Aplikasi P-care atau SMILE yang dikelola pemerintah dapat dimanfaatkan untuk pencatatan administrasi secara tertib dan akurat oleh petugas lapangan. Dengan demikian, situasi satu data dapat terwujud dan terjadi sinkronisasi antarinstitusi untuk mempercepat vaksinasi.
Pergerakan skor indeks Jawa Tengah mengalami stagnansi pada lima minggu pertama ketika PPKM Jawa-Bali diberlakukan.
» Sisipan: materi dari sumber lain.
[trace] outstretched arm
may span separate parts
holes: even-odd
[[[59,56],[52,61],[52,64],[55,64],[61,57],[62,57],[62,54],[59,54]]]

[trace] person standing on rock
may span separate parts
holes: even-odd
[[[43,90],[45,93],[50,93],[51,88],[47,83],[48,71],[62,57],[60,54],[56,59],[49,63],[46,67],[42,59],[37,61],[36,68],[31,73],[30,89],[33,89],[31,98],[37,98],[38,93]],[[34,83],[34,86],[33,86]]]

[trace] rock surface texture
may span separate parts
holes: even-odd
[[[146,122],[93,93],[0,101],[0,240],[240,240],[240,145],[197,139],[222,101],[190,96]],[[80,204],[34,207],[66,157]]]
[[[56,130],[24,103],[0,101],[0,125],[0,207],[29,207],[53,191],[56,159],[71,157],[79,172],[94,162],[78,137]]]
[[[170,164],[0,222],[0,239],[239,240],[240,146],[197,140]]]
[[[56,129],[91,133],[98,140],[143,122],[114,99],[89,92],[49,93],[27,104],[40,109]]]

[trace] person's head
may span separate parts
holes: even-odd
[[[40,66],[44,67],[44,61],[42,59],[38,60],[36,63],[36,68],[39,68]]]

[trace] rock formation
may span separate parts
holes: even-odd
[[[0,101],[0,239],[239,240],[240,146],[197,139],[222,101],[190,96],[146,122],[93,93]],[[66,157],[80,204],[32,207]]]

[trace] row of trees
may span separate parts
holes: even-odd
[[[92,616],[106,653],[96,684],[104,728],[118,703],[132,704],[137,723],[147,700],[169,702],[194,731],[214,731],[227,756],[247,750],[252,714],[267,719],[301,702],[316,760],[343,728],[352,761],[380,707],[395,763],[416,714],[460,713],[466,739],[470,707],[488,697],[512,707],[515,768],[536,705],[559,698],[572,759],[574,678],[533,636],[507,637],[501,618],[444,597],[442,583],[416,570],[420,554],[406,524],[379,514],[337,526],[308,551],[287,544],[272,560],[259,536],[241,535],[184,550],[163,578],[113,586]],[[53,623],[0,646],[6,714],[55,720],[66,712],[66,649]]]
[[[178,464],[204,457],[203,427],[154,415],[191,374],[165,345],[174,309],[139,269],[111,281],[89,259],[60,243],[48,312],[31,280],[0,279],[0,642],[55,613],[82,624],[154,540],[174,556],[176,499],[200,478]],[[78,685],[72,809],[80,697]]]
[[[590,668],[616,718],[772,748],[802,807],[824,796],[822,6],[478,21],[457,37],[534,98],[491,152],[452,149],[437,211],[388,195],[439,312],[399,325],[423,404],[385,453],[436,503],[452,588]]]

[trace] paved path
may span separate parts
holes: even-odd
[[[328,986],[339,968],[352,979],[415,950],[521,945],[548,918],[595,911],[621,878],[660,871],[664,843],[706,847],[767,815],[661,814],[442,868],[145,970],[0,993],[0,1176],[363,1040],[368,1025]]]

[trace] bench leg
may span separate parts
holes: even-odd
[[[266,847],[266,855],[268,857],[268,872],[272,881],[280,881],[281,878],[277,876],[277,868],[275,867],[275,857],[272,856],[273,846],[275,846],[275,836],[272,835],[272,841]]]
Ketika data stok vaksin sudah dapat diselaraskan, persoalan selanjutnya adalah ketersediaan vaksin yang harus berkelanjutan. Oleh pemprov, persediaan vaksin dinilai masih mencukupi dan diadakan secara bertahap walaupun masih ada beberapa wilayah mengalami kehabisan persediaan.
Dilihat secara kewilayahan, dari 35 kota atau kabupaten, terdapat 19 wilayah yang capaian vaksinasi dosis pertama berada di bawah rerata angka provinsi, yakni 34,9 persen. Beberapa daerah, seperti Kabupaten Cilacap (20,2 persen), Kabupaten Brebes (20,5 persen), dan Kabupaten Banjarnegara (20,9 persen), menjadi tiga kabupaten dengan capaian vaksinasi terendah.
Wilayah dengan capaian vaksinasi di bawah angka provinsi perlu diberi perhatian utama karena kendala yang dihadapi tidak sebatas persediaan vaksin dan administrasi. Persoalan di Kabupaten Cilacap, misalnya, sejumlah kepala desa mengadu kepada gubernur bahwa masih banyak warga yang tidak mempercayai adanya pandemi Covid-19. Hal ini menyulitkan untuk menggalakkan protokol kesehatan (prokes) dan percepatan vaksinasi.
Kendala juga muncul dari eksternal atau dari luar wilayah kewenangan Gubernur Jawa Tengah. Pembagian jatah dosis vaksin diatur oleh pusat, dalam hal ini adalah kewenangan Kementerian Kesehatan.
Pada kesempatan rapat evaluasi penanganan Covid-19 dengan perwakilan dari Kemenkes, Senin (30/8), Gubenur Ganjar menyampaikan bahwa pembagian alokasi vaksin terlalu detail dan semakin rumit dengan adanya titipan vaksin dari pihak-pihak tertentu.
Pembagian vaksin tidak hanya berdasarkan kota atau kabupaten, pihak tertentu yang dimaksud adalah beberapa kelompok atau organisasi masyarakat, bahkan titipan dari anggota DPR. Oleh sebab itu, keberhasilan pengendalian Covid-19 ditentukan oleh kerja sama yang solid antara pemerintah pusat, provinsi, dan kota/kabupaten. (LITBANG KOMPAS)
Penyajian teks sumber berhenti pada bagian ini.